La Troisième Symphonie donnée le 20 août 2007 au Festival de Lucerne est une preuve de plus (s'il en fallait encore une !) du génie mahlérien de Claudio Abbado.
« Inutile de regarder le paysage, il est passé tout entier dans ma symphonie. » Par ces mots qui désignent sa Troisième symphonie, Gustav Mahler accueille en 1896 le chef d'orchestre Bruno Walter venu lui rendre visite à Steinbach-am-Attersee, son lieu de villégiature autrichien. La Troisième, la plus longue des symphonies de Mahler (une heure trente environ) est un hymne à la nature, mais une nature d'où affleurent maints tourments.
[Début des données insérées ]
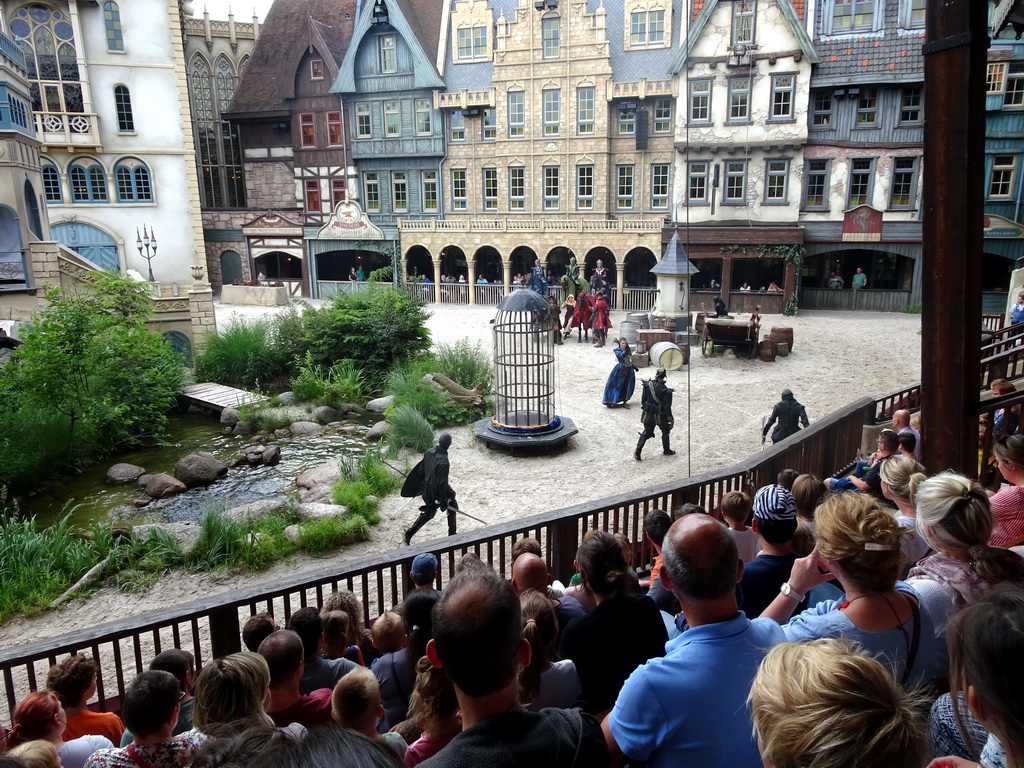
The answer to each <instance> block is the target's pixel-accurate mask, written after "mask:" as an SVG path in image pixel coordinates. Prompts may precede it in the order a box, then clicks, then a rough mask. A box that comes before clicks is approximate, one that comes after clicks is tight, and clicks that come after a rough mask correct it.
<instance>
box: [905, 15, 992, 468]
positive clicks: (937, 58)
mask: <svg viewBox="0 0 1024 768" xmlns="http://www.w3.org/2000/svg"><path fill="white" fill-rule="evenodd" d="M988 5H989V4H988V3H985V2H975V0H928V10H927V14H928V15H927V18H928V22H927V25H928V26H927V35H926V40H927V42H926V43H925V47H924V53H925V110H926V112H925V171H924V191H923V195H922V200H923V218H924V238H923V250H924V258H925V260H926V261H925V265H924V267H925V268H924V269H923V270H922V271H923V273H924V274H923V276H924V280H923V289H924V290H923V299H924V314H923V316H922V343H921V380H922V430H921V431H922V433H923V434H924V438H923V439H924V443H923V446H922V457H923V459H924V462H925V465H926V466H927V467H928V469H929V470H931V471H938V470H943V469H955V470H957V471H962V472H966V473H968V474H972V475H973V474H975V473H976V472H977V467H978V457H977V435H978V425H977V423H976V422H975V418H974V409H975V407H976V406H977V402H978V399H979V391H980V384H979V376H980V364H979V357H980V331H981V269H980V265H981V251H982V231H981V230H982V215H983V208H982V203H983V200H984V141H985V58H986V51H987V48H988V34H987V13H988Z"/></svg>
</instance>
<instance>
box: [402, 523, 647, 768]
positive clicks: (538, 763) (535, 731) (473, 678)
mask: <svg viewBox="0 0 1024 768" xmlns="http://www.w3.org/2000/svg"><path fill="white" fill-rule="evenodd" d="M598 537H600V538H601V539H602V540H605V541H604V542H602V545H603V549H614V550H615V551H617V552H618V558H617V559H618V563H620V564H622V559H623V557H622V550H621V549H620V548H618V546H617V545H616V544H615V543H614V540H613V539H611V537H610V536H608V535H606V534H604V535H598ZM598 537H595V539H597V538H598ZM621 578H622V577H620V580H621ZM584 581H585V583H586V581H587V568H586V566H585V567H584ZM598 607H600V606H598ZM651 609H652V610H655V609H654V607H653V605H651ZM655 612H656V610H655ZM588 617H589V616H588ZM434 621H435V631H434V638H433V640H431V641H430V643H429V644H428V645H427V656H428V658H429V659H430V663H431V664H432V665H434V666H435V667H440V668H441V669H443V670H444V671H445V672H446V673H447V675H449V677H450V678H451V679H452V682H453V684H454V685H455V691H456V696H457V698H458V700H459V706H460V709H461V711H462V722H463V731H462V733H460V734H459V735H458V736H456V737H455V738H454V739H453V740H452V742H451V743H450V744H449V745H447V746H445V748H444V749H442V750H441V751H440V752H438V753H437V754H436V755H434V756H433V757H432V758H430V759H428V760H426V761H424V762H423V763H421V765H422V766H424V768H441V767H443V768H461V767H462V766H467V768H469V767H472V768H477V767H478V766H480V765H488V764H498V765H510V766H511V765H516V766H530V768H562V767H563V766H565V767H566V768H567V767H569V766H581V767H582V766H594V767H595V768H599V767H600V766H603V765H606V764H607V759H608V758H607V751H606V748H605V745H604V739H603V738H602V737H601V730H600V726H599V725H598V723H597V721H595V720H594V719H593V718H591V717H589V716H587V715H585V714H583V713H582V712H580V711H579V710H559V709H554V708H549V709H547V710H544V711H542V712H523V711H522V710H521V709H520V708H519V706H518V703H519V701H518V688H519V685H518V675H517V672H518V667H519V666H520V665H525V664H527V663H528V662H529V644H528V643H527V642H526V641H525V640H524V639H523V637H522V613H521V611H520V608H519V601H518V600H517V599H516V596H515V592H514V591H513V590H512V587H511V586H509V584H508V583H507V582H505V580H503V579H502V578H501V577H499V575H498V574H497V573H495V572H494V571H492V570H483V569H480V570H472V571H468V570H467V571H463V572H462V573H458V574H456V577H455V578H454V579H453V580H452V581H451V582H450V583H449V585H447V588H446V589H445V590H444V594H443V595H442V596H441V599H440V601H439V602H438V603H437V607H436V609H435V613H434ZM584 621H586V618H581V620H578V621H577V622H575V624H580V623H582V622H584ZM657 623H658V627H659V628H662V630H663V632H664V627H662V625H660V620H658V622H657ZM634 629H639V628H636V627H634Z"/></svg>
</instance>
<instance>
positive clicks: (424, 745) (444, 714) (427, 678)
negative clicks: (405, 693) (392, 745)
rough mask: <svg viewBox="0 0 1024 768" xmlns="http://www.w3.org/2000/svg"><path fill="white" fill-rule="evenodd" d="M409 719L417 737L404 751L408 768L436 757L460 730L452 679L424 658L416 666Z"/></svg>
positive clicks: (456, 703)
mask: <svg viewBox="0 0 1024 768" xmlns="http://www.w3.org/2000/svg"><path fill="white" fill-rule="evenodd" d="M409 717H410V719H411V720H412V721H413V723H414V724H415V725H416V727H417V728H419V729H420V736H419V738H417V739H416V740H415V741H413V743H411V744H410V745H409V749H408V750H407V751H406V765H407V766H408V768H412V767H413V766H414V765H419V764H420V763H422V762H423V761H424V760H426V759H427V758H429V757H433V756H434V755H436V754H437V753H438V752H440V751H441V750H442V749H444V748H445V746H447V744H449V742H450V741H451V740H452V739H453V738H455V737H456V736H458V735H459V733H460V732H461V731H462V718H460V717H459V699H458V698H457V697H456V695H455V686H454V685H452V679H451V678H450V677H449V676H447V673H446V672H444V670H441V669H438V668H436V667H434V666H433V665H432V664H430V659H429V658H427V657H426V656H422V657H421V658H420V660H419V662H417V663H416V689H415V690H414V691H413V697H412V700H411V702H410V705H409Z"/></svg>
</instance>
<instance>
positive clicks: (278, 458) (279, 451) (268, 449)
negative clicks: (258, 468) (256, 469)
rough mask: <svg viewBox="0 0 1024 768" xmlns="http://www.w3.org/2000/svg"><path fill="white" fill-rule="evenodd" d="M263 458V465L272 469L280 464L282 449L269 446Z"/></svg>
mask: <svg viewBox="0 0 1024 768" xmlns="http://www.w3.org/2000/svg"><path fill="white" fill-rule="evenodd" d="M261 458H262V460H263V463H264V464H265V465H266V466H268V467H272V466H273V465H274V464H280V463H281V449H280V447H278V446H276V445H268V446H267V447H265V449H264V450H263V456H262V457H261Z"/></svg>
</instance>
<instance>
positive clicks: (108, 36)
mask: <svg viewBox="0 0 1024 768" xmlns="http://www.w3.org/2000/svg"><path fill="white" fill-rule="evenodd" d="M103 26H104V27H106V50H124V49H125V39H124V37H122V35H121V11H120V10H118V4H117V3H103Z"/></svg>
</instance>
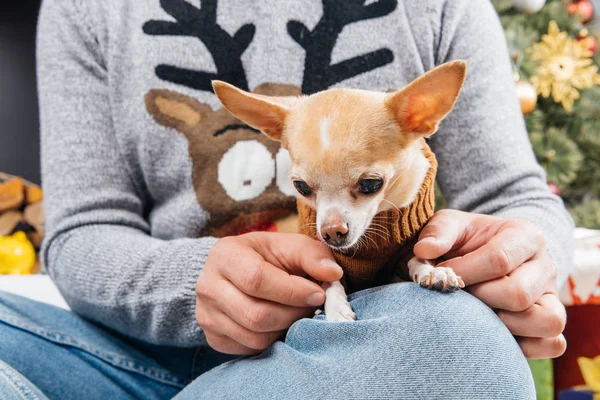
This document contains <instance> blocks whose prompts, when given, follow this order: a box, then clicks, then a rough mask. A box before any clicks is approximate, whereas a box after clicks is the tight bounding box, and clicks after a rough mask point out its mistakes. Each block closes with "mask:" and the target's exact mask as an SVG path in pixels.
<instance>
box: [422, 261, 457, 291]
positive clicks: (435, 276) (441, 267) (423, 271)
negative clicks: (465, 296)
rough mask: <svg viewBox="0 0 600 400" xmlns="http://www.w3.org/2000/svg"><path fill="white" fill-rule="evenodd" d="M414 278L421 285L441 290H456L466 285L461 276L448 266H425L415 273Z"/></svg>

Dès l'introduction de l'immense premier mouvement, on est saisi comme par un coup de fouet. La direction acérée d'Abbado met en valeur l'ironie de la musique : derrière les titres que le compositeur a donnés à chacun des six mouvements (« l'été fait son entrée », « ce que me content les fleurs des champs », « ce que me content les animaux de la forêt », « ce que me conte l'homme », « ce que me content les cloches du matin », « ce que me conte l'amour »), et qu'il supprimera par la suite, il y a toute l'ambivalence mahlérienne : sous le sucre, le poison.
Après la Deuxième Symphonie (2003), la Cinquième (2004), la Septième (2005), la Sixième (2006), la Troisième donnée le 20 août 2007 au Lucerne Festival confirme quel grand mahlérien était Claudio Abbado. Ses années de formation auprès de Hans Swarowsky à Vienne où la culture de l'Europe centrale lui était devenue familière, sa familiarité avec l'immense archipel mahlérien (il a enregistré l'intégrale des symphonies chez Deutsche Grammophon), lui donnent ici une grande aisance.
Sans accuser le trait ni alourdir le propos, il éclaire avec toute son élégance cette partition touffue sans pour autant lui enlever son mystère. En très grande forme, le Lucerne Festival Orchestra qui le suivit dans cette aventure mahlérienne dès 2003, semble ne faire qu'un avec son chef.